In Seattle, Larry Stone writes the Seahawks organization "owns the town," while the Mariners "are at best an afterthought, at worst the whipping boys of a frustrated fan base." The "best-case scenario is that the Seahawks' success provides a nudge, or even a shove, to the Mariners, ratcheting up the urgency to put their losing stretch behind them." Mariners 3B Willie Bloomquist said, "Hopefully we as a baseball team can ride that Seahawks momentum, and hopefully the fans can keep the excitement going. And hopefully we give them something to be excited about" (SEATTLE TIMES, 2/21).
THE SUN ALSO RISES: In Phoenix, Paul Coro writes it "took a while to clear the wreckage" from the Suns' 25-57 finish last season, but the team has "earned the fans' attention again." Five of the Suns' seven most-watched games this season "have come in February, when the average rating on Fox Sports Arizona broadcasts has been 2.8." The Suns also "have seen the crowds improve since mid-January." The team "went from an average of 14,352 fans over the first 17 home games to an average of 16,617 in the past 10" (ARIZONA REPUBLIC, 2/21).
MINI APPLE MISCELLANY: In St. Paul, Charley Walters reported there are "between 5,000 and 7,000 seats remaining for the Twins' season opener" against the A's at Target Field. The Twins "are closely watching" the Sochi Games for local athletes to consider for the ceremonial first pitch for their first game, while local connections to this year's MLB All-Star Game at Target Field "also will be considered." Meanwhile, there likely will be "a significant tribute" to late "Peanuts" cartoonist and St. Paul native Charles Schulz during All-Star Week (ST. PAUL PIONEER PRESS, 2/20).

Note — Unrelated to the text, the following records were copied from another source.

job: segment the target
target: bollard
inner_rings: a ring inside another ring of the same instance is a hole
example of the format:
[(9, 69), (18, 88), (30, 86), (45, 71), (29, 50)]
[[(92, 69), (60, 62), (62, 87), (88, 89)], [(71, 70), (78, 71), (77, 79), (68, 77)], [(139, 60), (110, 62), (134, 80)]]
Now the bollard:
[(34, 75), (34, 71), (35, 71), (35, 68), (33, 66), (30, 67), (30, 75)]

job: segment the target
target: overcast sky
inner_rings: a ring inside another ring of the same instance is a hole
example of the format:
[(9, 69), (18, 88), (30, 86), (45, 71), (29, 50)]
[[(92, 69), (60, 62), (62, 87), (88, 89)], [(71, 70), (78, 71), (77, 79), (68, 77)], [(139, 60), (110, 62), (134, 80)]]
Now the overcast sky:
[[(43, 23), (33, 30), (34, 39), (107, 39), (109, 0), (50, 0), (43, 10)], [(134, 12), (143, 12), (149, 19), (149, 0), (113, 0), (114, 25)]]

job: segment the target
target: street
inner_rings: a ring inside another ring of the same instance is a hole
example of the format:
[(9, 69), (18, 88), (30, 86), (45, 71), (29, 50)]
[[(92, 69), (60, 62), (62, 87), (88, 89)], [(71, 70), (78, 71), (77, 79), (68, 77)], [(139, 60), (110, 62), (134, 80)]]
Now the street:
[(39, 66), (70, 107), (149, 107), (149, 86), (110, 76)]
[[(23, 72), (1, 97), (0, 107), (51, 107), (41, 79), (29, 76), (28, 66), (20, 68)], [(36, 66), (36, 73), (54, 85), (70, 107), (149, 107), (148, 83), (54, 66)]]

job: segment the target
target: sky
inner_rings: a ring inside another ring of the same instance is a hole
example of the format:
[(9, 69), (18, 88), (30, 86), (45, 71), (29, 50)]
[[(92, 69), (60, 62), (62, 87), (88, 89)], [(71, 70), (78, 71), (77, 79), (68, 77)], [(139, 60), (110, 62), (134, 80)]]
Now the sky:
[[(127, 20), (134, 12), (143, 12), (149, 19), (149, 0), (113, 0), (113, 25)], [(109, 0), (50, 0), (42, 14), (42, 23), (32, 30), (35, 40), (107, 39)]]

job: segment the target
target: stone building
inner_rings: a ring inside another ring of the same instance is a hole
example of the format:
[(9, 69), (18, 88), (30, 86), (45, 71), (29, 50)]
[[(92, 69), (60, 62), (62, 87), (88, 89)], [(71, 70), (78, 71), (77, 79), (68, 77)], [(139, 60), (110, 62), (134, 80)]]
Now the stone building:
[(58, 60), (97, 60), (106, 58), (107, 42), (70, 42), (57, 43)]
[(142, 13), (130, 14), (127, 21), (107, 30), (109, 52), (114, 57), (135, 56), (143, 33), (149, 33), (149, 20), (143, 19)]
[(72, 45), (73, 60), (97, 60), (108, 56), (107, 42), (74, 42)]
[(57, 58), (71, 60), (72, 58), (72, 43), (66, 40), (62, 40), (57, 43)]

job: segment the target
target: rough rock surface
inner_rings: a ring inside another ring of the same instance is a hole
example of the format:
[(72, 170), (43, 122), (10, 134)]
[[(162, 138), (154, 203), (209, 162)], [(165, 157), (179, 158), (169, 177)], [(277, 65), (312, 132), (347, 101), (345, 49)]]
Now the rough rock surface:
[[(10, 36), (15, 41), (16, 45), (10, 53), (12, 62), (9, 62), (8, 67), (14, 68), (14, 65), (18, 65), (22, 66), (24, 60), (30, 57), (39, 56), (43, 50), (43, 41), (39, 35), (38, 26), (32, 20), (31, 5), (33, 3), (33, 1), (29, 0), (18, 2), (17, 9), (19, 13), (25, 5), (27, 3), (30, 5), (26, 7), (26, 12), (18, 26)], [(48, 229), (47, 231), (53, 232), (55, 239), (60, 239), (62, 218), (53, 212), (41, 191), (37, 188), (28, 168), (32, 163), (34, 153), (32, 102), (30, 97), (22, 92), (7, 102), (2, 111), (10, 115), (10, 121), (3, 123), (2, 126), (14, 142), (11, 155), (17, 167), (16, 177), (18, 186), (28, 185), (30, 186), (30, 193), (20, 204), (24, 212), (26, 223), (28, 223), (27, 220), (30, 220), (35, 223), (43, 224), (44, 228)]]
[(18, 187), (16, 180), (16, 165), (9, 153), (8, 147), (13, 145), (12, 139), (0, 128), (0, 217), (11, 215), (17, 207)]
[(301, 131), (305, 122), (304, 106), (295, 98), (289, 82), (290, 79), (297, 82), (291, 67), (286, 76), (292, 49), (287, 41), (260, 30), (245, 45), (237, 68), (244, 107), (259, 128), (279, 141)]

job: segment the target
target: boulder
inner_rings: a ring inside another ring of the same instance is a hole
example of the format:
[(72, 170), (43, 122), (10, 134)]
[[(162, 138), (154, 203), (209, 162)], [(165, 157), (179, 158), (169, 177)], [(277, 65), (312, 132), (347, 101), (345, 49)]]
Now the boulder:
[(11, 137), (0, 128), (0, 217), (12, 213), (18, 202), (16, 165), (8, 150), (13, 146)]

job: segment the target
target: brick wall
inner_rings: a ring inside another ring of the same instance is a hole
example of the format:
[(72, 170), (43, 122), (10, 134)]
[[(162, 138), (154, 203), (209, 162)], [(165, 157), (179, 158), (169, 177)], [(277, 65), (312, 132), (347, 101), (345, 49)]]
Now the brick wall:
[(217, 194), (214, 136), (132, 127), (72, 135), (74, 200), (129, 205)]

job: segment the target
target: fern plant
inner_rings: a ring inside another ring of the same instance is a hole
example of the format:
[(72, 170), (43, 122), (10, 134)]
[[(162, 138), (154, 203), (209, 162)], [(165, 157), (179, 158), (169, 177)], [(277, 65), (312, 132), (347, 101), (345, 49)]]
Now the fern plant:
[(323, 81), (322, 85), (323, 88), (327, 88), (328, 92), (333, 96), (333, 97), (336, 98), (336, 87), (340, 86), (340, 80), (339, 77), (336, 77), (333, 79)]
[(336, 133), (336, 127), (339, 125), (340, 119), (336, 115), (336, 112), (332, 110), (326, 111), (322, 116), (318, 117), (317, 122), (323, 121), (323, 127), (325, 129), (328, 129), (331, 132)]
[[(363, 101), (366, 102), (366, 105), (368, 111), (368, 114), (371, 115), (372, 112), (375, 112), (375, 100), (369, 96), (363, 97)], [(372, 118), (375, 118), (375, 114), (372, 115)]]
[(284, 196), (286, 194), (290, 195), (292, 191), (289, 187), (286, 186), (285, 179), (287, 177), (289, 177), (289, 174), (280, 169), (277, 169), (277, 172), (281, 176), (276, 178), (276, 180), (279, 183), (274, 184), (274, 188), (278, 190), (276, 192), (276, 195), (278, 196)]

SEEING RED IN FLORIDA: In Tampa, Damian Cristodero writes, "The Lightning is operating in the red, but that won't stop owner Jeff Vinik from continuing to spend to the salary cap." Vinik said, "I don't want to predict out because things can change. But for the foreseeable future our strategy is to have a great team on the ice and spend at or near the salary cap." Vinik declined to say how much money the team is losing, but said losses "have come down dramatically" from when he bought the team in '10 (TAMPA BAY TIMES, 2/19).